At the University of Pennsylvania, administrators have asked departments in the School of Arts & Sciences, the university’s largest school, to cut incoming Ph.D. students. North Carolina State University announced that it was freezing most hiring. Stanford University announced it was freezing staff hiring, citing “very significant risks” to the community. The University of Louisville in Kentucky, announced an “immediate pause” on faculty and staff hiring until July. 

As the week opened a new list of target schools was announced by the Department of Education. They include American University, Arizona State, Boston University, Brown, Cal State-Sacramento, Chapman University, Columbia, Cornell, Drexel, Eastern Washington, Emerson College, George Mason, Harvard, Illinois Wesleyan, Indiana, Johns Hopkins, Lafayette, Lehigh, Middlebury, Muhlenberg, Northwestern, Ohio State, Pacific Lutheran, Pomona College, Portland State University.

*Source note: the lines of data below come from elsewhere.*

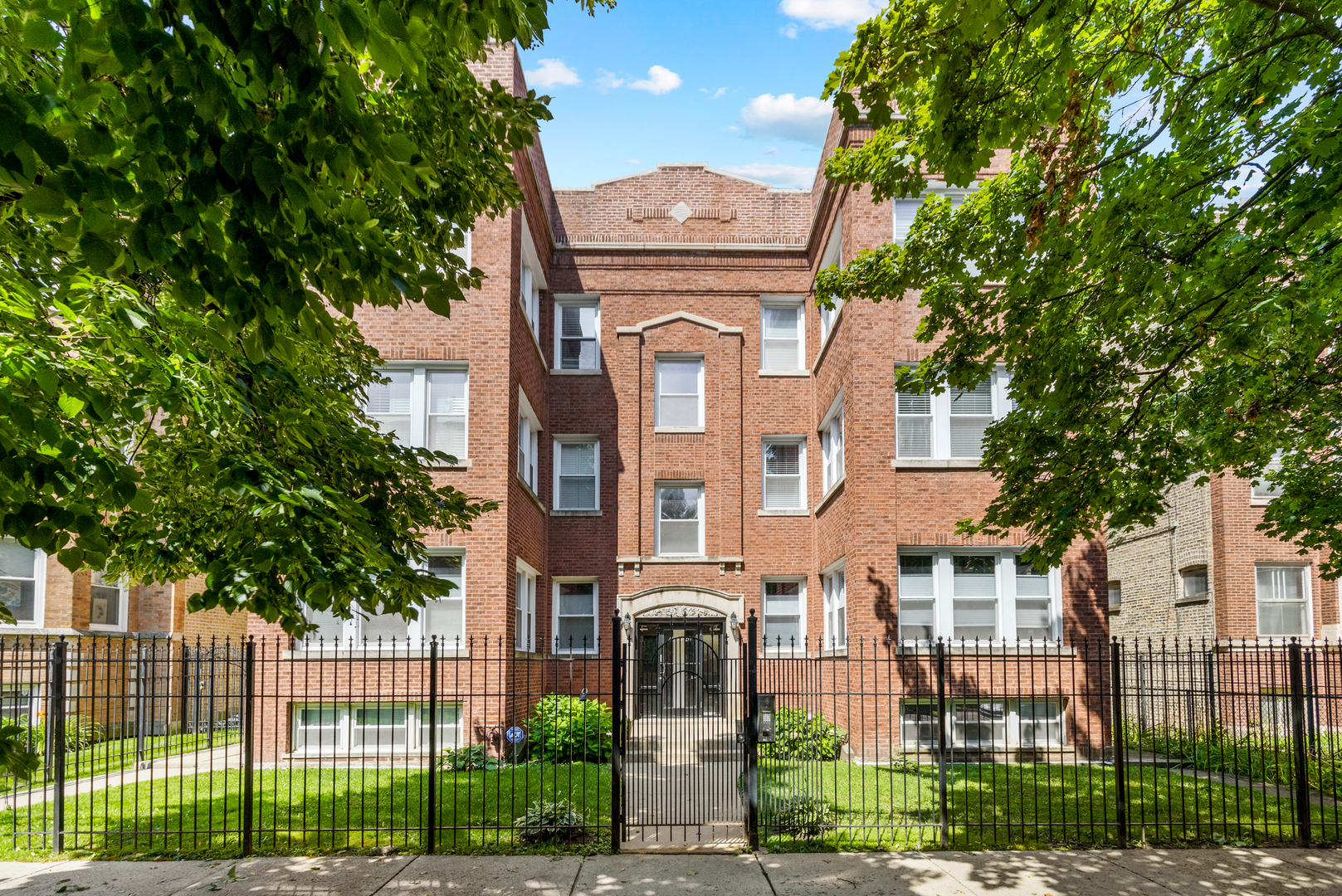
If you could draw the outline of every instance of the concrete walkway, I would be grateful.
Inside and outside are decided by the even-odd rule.
[[[0,893],[87,896],[1334,896],[1342,852],[366,856],[0,862]]]

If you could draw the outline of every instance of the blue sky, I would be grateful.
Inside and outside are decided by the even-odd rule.
[[[819,97],[875,0],[619,0],[592,19],[550,7],[522,54],[549,94],[541,141],[557,188],[658,162],[706,162],[777,186],[811,186],[829,121]]]

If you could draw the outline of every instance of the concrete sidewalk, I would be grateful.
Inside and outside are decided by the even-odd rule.
[[[0,893],[87,896],[1325,896],[1342,852],[366,856],[0,862]]]

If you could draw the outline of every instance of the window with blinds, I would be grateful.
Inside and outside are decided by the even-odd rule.
[[[760,307],[760,366],[764,370],[801,370],[803,304],[765,304]]]
[[[597,459],[600,443],[556,440],[554,508],[597,510]]]
[[[800,510],[807,506],[804,448],[800,440],[764,444],[765,510]]]

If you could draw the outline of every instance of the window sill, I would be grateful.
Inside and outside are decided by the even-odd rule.
[[[829,487],[829,491],[825,492],[825,496],[820,499],[819,504],[816,504],[815,512],[817,516],[820,515],[820,511],[823,511],[825,507],[829,506],[829,502],[835,499],[835,495],[843,491],[843,484],[845,482],[848,482],[848,478],[840,476],[839,482],[836,482],[833,486]]]
[[[984,461],[973,457],[956,460],[931,460],[929,457],[895,457],[890,461],[894,469],[982,469]]]

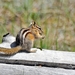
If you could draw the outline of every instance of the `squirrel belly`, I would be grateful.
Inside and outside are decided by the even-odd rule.
[[[17,53],[21,49],[22,49],[21,46],[17,46],[17,47],[14,47],[14,48],[3,48],[3,47],[0,47],[0,54],[12,55],[12,54]]]

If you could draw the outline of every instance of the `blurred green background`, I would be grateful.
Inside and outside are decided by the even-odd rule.
[[[75,0],[0,0],[0,42],[35,20],[45,39],[34,47],[75,51]]]

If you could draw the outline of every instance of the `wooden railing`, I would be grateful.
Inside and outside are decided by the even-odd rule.
[[[3,37],[4,41],[8,36]],[[12,42],[4,41],[0,46],[6,43],[10,47]],[[0,55],[0,75],[75,75],[75,52],[37,49],[36,53]]]

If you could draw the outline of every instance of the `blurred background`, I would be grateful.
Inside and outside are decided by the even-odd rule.
[[[35,20],[45,39],[34,47],[75,51],[75,0],[0,0],[0,42]]]

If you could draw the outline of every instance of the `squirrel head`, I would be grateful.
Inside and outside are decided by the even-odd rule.
[[[39,27],[35,21],[31,22],[29,28],[36,39],[41,39],[41,38],[43,39],[44,38],[43,31],[42,31],[41,27]]]

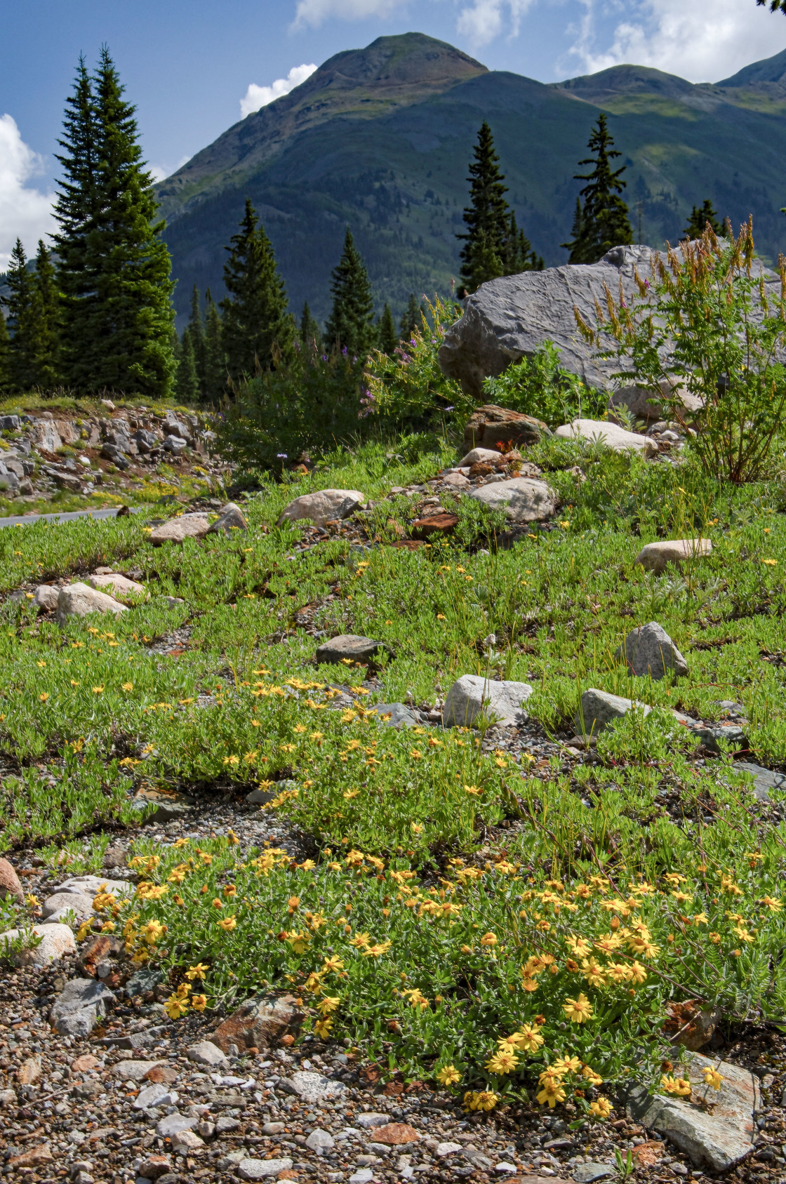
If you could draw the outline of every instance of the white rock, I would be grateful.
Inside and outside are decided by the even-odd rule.
[[[494,464],[495,461],[502,459],[502,452],[497,452],[492,448],[473,448],[463,456],[462,459],[456,465],[457,469],[466,469],[473,464]]]
[[[492,510],[504,510],[511,522],[542,522],[556,510],[554,491],[545,481],[513,477],[481,485],[466,495]]]
[[[128,612],[128,609],[114,597],[98,592],[80,580],[60,588],[57,598],[57,620],[60,624],[69,617],[86,617],[94,612],[111,612],[118,617],[122,612]]]
[[[129,580],[120,572],[112,572],[110,575],[89,575],[86,583],[99,592],[107,588],[108,596],[114,596],[120,600],[128,599],[135,603],[147,597],[147,591],[141,584],[137,584],[136,580]]]
[[[241,1180],[263,1180],[266,1176],[278,1176],[292,1166],[292,1160],[284,1159],[241,1159],[237,1171]]]
[[[20,935],[20,929],[6,929],[5,933],[0,933],[0,947],[4,938],[12,941]],[[25,950],[17,954],[14,961],[18,966],[49,966],[64,954],[76,953],[77,944],[67,925],[34,925],[33,933],[44,940],[34,950]]]
[[[320,489],[316,494],[303,494],[282,511],[276,526],[310,519],[316,526],[324,526],[334,519],[348,517],[363,501],[357,489]]]
[[[638,432],[625,431],[618,424],[610,424],[599,419],[573,419],[569,424],[562,424],[554,432],[562,439],[585,439],[603,444],[614,452],[643,452],[644,456],[653,456],[657,444],[649,436],[639,436]]]
[[[515,725],[523,714],[522,703],[531,693],[528,682],[494,682],[481,675],[462,675],[447,691],[444,725],[472,727],[482,712],[496,716],[507,726]]]

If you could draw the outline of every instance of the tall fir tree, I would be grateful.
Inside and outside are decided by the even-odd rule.
[[[179,403],[195,403],[199,399],[199,377],[196,374],[196,356],[191,329],[186,327],[180,342],[180,358],[175,375],[175,395]]]
[[[226,362],[221,314],[208,288],[205,292],[205,399],[210,404],[217,404],[225,394]]]
[[[314,353],[318,353],[322,349],[322,329],[320,328],[320,322],[311,316],[308,301],[303,304],[303,311],[301,313],[299,337],[304,349],[310,349]]]
[[[174,375],[174,285],[135,108],[123,94],[105,46],[94,78],[80,59],[58,156],[64,369],[82,390],[162,397]]]
[[[399,340],[395,335],[395,326],[389,304],[386,304],[382,309],[382,315],[378,321],[376,328],[379,333],[379,348],[384,354],[391,355],[398,346]]]
[[[457,238],[462,247],[462,285],[458,295],[473,292],[488,279],[539,270],[543,260],[516,224],[500,172],[491,128],[483,121],[470,162],[470,205],[464,210],[466,232]]]
[[[11,290],[7,297],[9,382],[15,391],[28,391],[36,385],[36,289],[20,239],[11,252],[6,283]]]
[[[626,186],[620,180],[625,166],[618,169],[611,167],[611,161],[621,153],[614,148],[603,112],[598,116],[598,126],[592,129],[587,147],[594,155],[580,160],[579,165],[593,165],[594,168],[591,173],[574,174],[574,180],[587,184],[580,191],[584,205],[578,234],[574,232],[569,243],[562,243],[571,251],[568,263],[597,263],[612,246],[633,242],[627,206],[619,195]]]
[[[294,323],[273,249],[250,198],[240,233],[232,236],[227,251],[224,284],[230,295],[221,301],[224,353],[233,382],[239,382],[290,356]]]
[[[723,227],[717,220],[717,214],[713,210],[713,202],[709,198],[704,198],[701,206],[694,206],[690,211],[690,218],[688,225],[682,232],[683,238],[701,238],[707,229],[707,223],[710,224],[716,234],[723,233]]]
[[[401,324],[399,326],[399,339],[408,341],[414,330],[419,329],[420,326],[420,304],[414,298],[414,292],[410,292],[410,300],[407,301],[407,307],[404,309]]]
[[[206,397],[206,385],[205,385],[205,326],[202,322],[202,313],[199,307],[199,289],[194,284],[194,290],[191,294],[191,311],[188,315],[188,334],[191,336],[191,343],[194,354],[194,366],[196,367],[196,382],[199,387],[199,397],[204,399]]]
[[[372,287],[366,264],[355,246],[349,227],[330,279],[333,310],[326,326],[327,345],[346,349],[354,358],[366,358],[376,341]]]
[[[62,380],[60,294],[52,252],[38,240],[33,276],[33,368],[36,385],[51,391]]]

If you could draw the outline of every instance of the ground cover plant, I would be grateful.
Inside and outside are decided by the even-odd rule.
[[[759,803],[729,753],[696,760],[671,715],[713,721],[735,701],[750,755],[786,766],[782,487],[550,439],[528,459],[560,495],[553,528],[510,549],[387,546],[417,498],[380,498],[453,456],[430,436],[336,450],[263,480],[247,532],[176,548],[128,517],[0,532],[6,594],[99,564],[150,592],[64,628],[25,593],[5,599],[4,842],[97,870],[98,832],[143,818],[140,789],[259,786],[263,817],[308,836],[308,858],[226,838],[162,851],[142,832],[133,901],[99,897],[99,926],[168,974],[173,1018],[291,989],[317,1035],[363,1038],[385,1074],[433,1077],[475,1109],[527,1090],[604,1117],[632,1076],[687,1088],[663,1032],[675,1004],[786,1017],[784,796]],[[366,542],[336,530],[305,547],[302,525],[276,526],[324,487],[378,503],[356,520]],[[661,577],[636,565],[645,542],[688,533],[711,540],[708,558]],[[651,619],[687,677],[614,658]],[[315,629],[384,641],[375,676],[317,665]],[[395,731],[373,710],[433,703],[468,673],[529,682],[528,713],[556,738],[587,687],[655,710],[580,762],[539,762],[485,725]]]

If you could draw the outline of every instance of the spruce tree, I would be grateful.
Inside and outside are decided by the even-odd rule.
[[[180,342],[180,359],[175,375],[175,395],[178,403],[195,403],[199,398],[199,379],[196,377],[196,358],[191,329],[185,328]]]
[[[94,78],[79,62],[59,141],[65,180],[56,205],[65,377],[86,391],[160,398],[174,373],[170,260],[163,223],[154,221],[135,108],[123,92],[105,46]]]
[[[52,252],[38,240],[33,277],[33,368],[37,386],[51,391],[60,381],[60,294]]]
[[[349,227],[344,245],[330,281],[333,310],[326,326],[327,345],[346,349],[353,358],[366,358],[376,340],[372,316],[374,301],[368,272],[355,246]]]
[[[196,367],[196,382],[199,386],[200,398],[205,398],[206,386],[205,386],[205,326],[202,324],[202,314],[199,307],[199,289],[194,284],[194,290],[191,294],[191,314],[188,316],[188,335],[191,336],[191,343],[194,354],[194,366]]]
[[[593,165],[594,168],[591,173],[574,174],[574,180],[587,184],[580,191],[584,198],[580,232],[569,243],[562,244],[571,251],[568,263],[597,263],[612,246],[633,242],[627,206],[619,197],[626,186],[620,180],[625,166],[618,169],[611,167],[611,161],[621,153],[614,149],[603,112],[598,116],[598,126],[592,129],[587,147],[594,155],[580,160],[579,165]]]
[[[299,336],[304,349],[311,349],[314,353],[318,353],[322,349],[322,329],[318,321],[311,316],[308,301],[303,304],[303,311],[301,313]]]
[[[379,348],[384,354],[391,355],[395,347],[398,346],[398,337],[395,336],[395,326],[393,324],[393,314],[388,304],[382,309],[382,315],[378,321],[379,332]]]
[[[221,315],[211,295],[205,292],[205,398],[219,403],[226,393],[226,363],[221,337]]]
[[[404,316],[399,326],[399,340],[410,341],[414,330],[419,329],[420,326],[420,304],[414,298],[414,292],[410,292],[410,300],[407,301],[407,307],[404,309]]]
[[[36,292],[27,256],[17,239],[6,274],[11,292],[7,297],[11,349],[8,372],[11,386],[28,391],[36,385]]]
[[[257,371],[270,371],[292,349],[294,326],[286,311],[286,292],[278,274],[270,239],[251,199],[246,198],[240,233],[233,234],[221,301],[224,353],[234,382]]]
[[[704,198],[701,206],[694,206],[690,211],[690,219],[688,225],[682,232],[683,238],[701,238],[707,230],[707,223],[710,224],[716,234],[723,233],[723,227],[717,220],[717,214],[713,210],[713,202],[709,198]]]

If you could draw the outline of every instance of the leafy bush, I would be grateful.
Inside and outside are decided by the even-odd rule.
[[[652,257],[652,278],[637,275],[632,307],[606,287],[598,324],[575,309],[580,332],[604,356],[630,358],[634,380],[684,423],[678,387],[698,395],[689,446],[706,472],[727,481],[756,477],[786,406],[786,262],[780,284],[754,274],[753,224],[736,239],[708,227],[700,239]],[[608,339],[616,345],[608,347]],[[630,372],[624,377],[631,379]],[[685,425],[687,426],[687,425]]]
[[[497,378],[488,378],[483,390],[490,403],[535,416],[549,427],[572,419],[598,419],[605,414],[608,398],[560,366],[560,350],[553,341],[545,341],[531,358],[511,362]]]

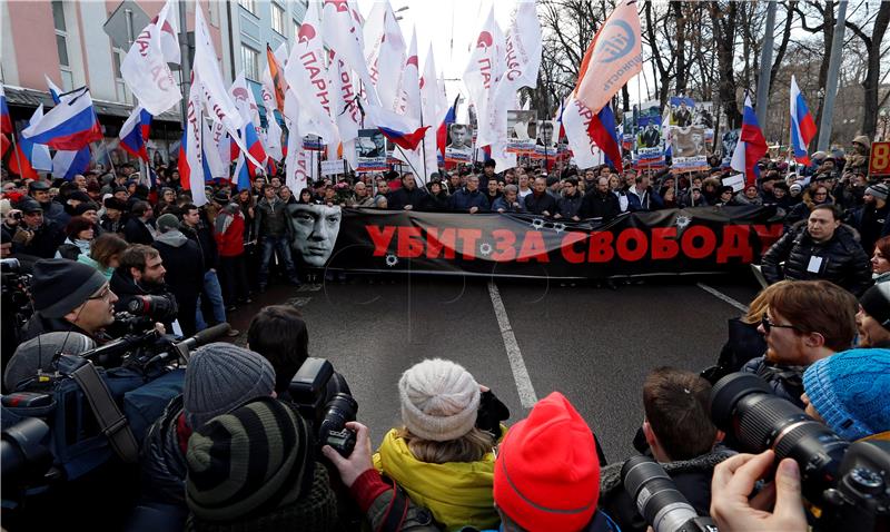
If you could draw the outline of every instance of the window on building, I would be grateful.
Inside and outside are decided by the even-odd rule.
[[[52,22],[56,24],[56,31],[67,31],[65,26],[65,6],[59,0],[52,2]]]
[[[281,36],[287,31],[285,30],[285,10],[275,2],[271,4],[271,29]]]
[[[254,14],[257,14],[257,1],[256,0],[238,0],[238,4],[244,9],[250,11]]]
[[[59,55],[62,89],[66,91],[73,90],[75,75],[71,71],[71,60],[68,57],[68,24],[65,21],[65,4],[58,0],[52,2],[52,24],[56,27],[56,51]]]
[[[244,67],[245,78],[259,79],[259,52],[248,46],[241,45],[241,67]]]

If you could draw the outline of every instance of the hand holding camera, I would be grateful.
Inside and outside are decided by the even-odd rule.
[[[736,454],[714,469],[711,516],[720,530],[807,530],[800,470],[794,460],[782,460],[775,481],[748,499],[754,483],[769,474],[774,460],[775,453],[767,450],[760,454]]]
[[[374,467],[374,464],[370,459],[370,431],[368,427],[357,421],[350,421],[346,423],[346,428],[354,431],[356,434],[353,452],[344,457],[330,445],[325,445],[322,447],[322,453],[337,467],[346,487],[352,487],[359,476]]]

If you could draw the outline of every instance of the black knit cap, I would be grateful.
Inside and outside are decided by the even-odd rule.
[[[38,260],[31,282],[34,311],[46,317],[65,317],[107,283],[105,275],[86,264],[67,258]]]
[[[879,283],[867,289],[859,304],[866,314],[890,331],[890,283]]]
[[[126,201],[121,201],[120,199],[116,198],[115,196],[109,196],[109,197],[105,198],[105,201],[102,201],[102,204],[105,205],[105,208],[107,208],[107,209],[127,210],[127,203]]]
[[[187,528],[333,530],[336,496],[312,445],[299,413],[273,397],[214,417],[188,441]]]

The remainder on the list include Princeton, Rutgers, Rutgers-Newark, Santa Monica College, Sarah Lawrence, Stanford, SUNY-Binghamton, SUNY-Rockland, SUNY-Purchase, Swarthmore, Temple University, The New School, Tufts, Tulane, Union College, UC-Davis, UC San Diego, UC Santa Barbara, Cal-Berkeley, Cincinnati, University of Hawaii, UMass-Amherst, Michigan, Minnesota, North Carolina, South Florida, USC, University of Tampa, Tennessee, Virginia, University of Washington, University of Wisconsin, Wellesley, Whitman College, and Yale. They all made the grade.

While these institutions fight the ideology battle, others are fighting for their financial lives. The board of trustees for New Jersey City University voted to approve the pursuit of a merger with Kean University, a state school. NJCU was directed to find a partner by a state-appointed monitor after a new law was passed in 2023 to backstop the struggling institution and others in the future. The school serves a population primarily composed of first time and minority students.

D.C. DOWNGRADE REVIEW

It did not take long for the first “victim” of the DOGE and the President to emerge. Unsurprisingly, Moody’s Ratings has placed the District of Columbia’s ratings on review for possible downgrade. The outlook has been changed to rating under review from negative for all debt classes. Currently, the District is a Aaa credit with much of the support for ratings coming from the federal government’s dominant role in the District economy.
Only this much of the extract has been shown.